Date of Award


Document type


Access Type

Open Access Dissertation

Degree Name

Doctor of Philosophy (PhD)

Degree Program

Chemical Engineering

First Advisor

George W. Huber

Second Advisor

Paul J. Dauenhauer

Third Advisor

Scott M. Auerbach

Subject Categories

Chemical Engineering


Due to its low cost and availability, lignocellulosic biomass is receiving significant attention worldwide as a feedstock for renewable liquid bio-fuels. We have recently shown that zeolites can be added to a pyrolysis reactor to directly make aromatics from solid biomass in one single step in a process called catalytic fast pyrolysis (CFP). The advantage of this approach is that valuable petrochemicals can be made directly from solid biomass in a single catalytic step using zeolite catalysts. However, little is known about the conversion chemistry that occurs within the zeolites during CFP. The objective of this thesis is to identify the key catalytic reactions that occur for conversion of biomass inside ZSM-5 zeolite catalysts using furan and its derivatives as model biomass compounds. The kinetic data and chemistry was obtained by using a continuous flow fixed-bed reactor, and an in-situ temperature-programmed reactor system.
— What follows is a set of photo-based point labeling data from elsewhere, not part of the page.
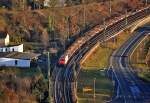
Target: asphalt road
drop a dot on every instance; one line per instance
(64, 80)
(128, 87)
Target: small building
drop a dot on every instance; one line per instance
(16, 59)
(4, 39)
(12, 48)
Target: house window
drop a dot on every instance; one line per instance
(16, 62)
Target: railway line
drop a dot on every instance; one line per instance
(64, 80)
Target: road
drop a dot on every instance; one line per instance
(128, 87)
(64, 79)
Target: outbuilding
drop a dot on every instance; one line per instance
(16, 59)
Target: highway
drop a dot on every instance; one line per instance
(129, 88)
(64, 79)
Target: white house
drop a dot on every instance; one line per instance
(4, 39)
(12, 48)
(16, 59)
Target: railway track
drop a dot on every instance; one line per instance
(64, 79)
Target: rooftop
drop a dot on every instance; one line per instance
(18, 55)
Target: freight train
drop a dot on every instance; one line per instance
(110, 24)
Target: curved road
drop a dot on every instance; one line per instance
(129, 88)
(63, 78)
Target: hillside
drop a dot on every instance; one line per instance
(32, 25)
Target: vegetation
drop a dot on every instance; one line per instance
(93, 67)
(104, 87)
(30, 23)
(141, 60)
(100, 57)
(22, 85)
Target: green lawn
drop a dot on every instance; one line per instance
(103, 86)
(21, 72)
(98, 59)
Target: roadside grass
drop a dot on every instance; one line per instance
(100, 57)
(93, 67)
(138, 63)
(103, 86)
(21, 72)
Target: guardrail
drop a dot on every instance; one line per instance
(103, 34)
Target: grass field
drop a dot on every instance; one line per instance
(103, 86)
(100, 57)
(138, 63)
(92, 66)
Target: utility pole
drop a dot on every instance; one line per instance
(126, 13)
(104, 34)
(84, 13)
(68, 26)
(49, 79)
(146, 2)
(94, 89)
(110, 8)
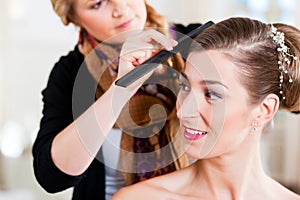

Furan adsorbs as oligomers at room temperature. These oligomers are converted into CO, CO2, H2O, olefins, monocyclic aromatics, and undesired polycyclic aromatics and coke at 400 - 600°C. An important route to form aromatics at 600°C is Diels-Alder reaction/dehydration where furan reacts with produced olefins and forms aromatics and water. The Diels-Alder reaction can be further utilized by co-feeding olefins with furanic compounds to tune the aromatics distribution. For example, in our experiments we were able to double toluene and triple xylenes selectivity for furan and 2-methylfuran CFP, respectively. Moreover, we synthesized a series of Ga-promoted catalysts to increase the rate of aromatics production. The aromatics selectivity obtained from furan conversion over Ga-containing ZSM-5 was 40% higher than unpromoted ZSM-5. The promotion was also observed in a bubbled fluidized-bed reactor used for pinewood CFP, where the aromatics yield was increased by 50% using a Ga-promoted ZSM-5 FCC catalyst. We finally fine-tuned ZSM-5 pores to impose more space confinement on aromatic products. These modified ZSM-5 increased p-xylene selectivity in xylenes from 32% to greater than 90% for conversion of 2-methylfuran and propylene while the overall p-xylene selectivity was increased from 5% to 15%. The Ga promotional effect was also observed on a spray-dried ZSM-5 catalyst.

This study addresses the catalytic chemistry that occurs inside zeolites during CFP of biomass into aromatics using furan as a model biomass compound. Understanding this reaction chemistry can give us insight into how to design more effective zeolite catalysts and reactors for the efficient utilization of our biomass resources.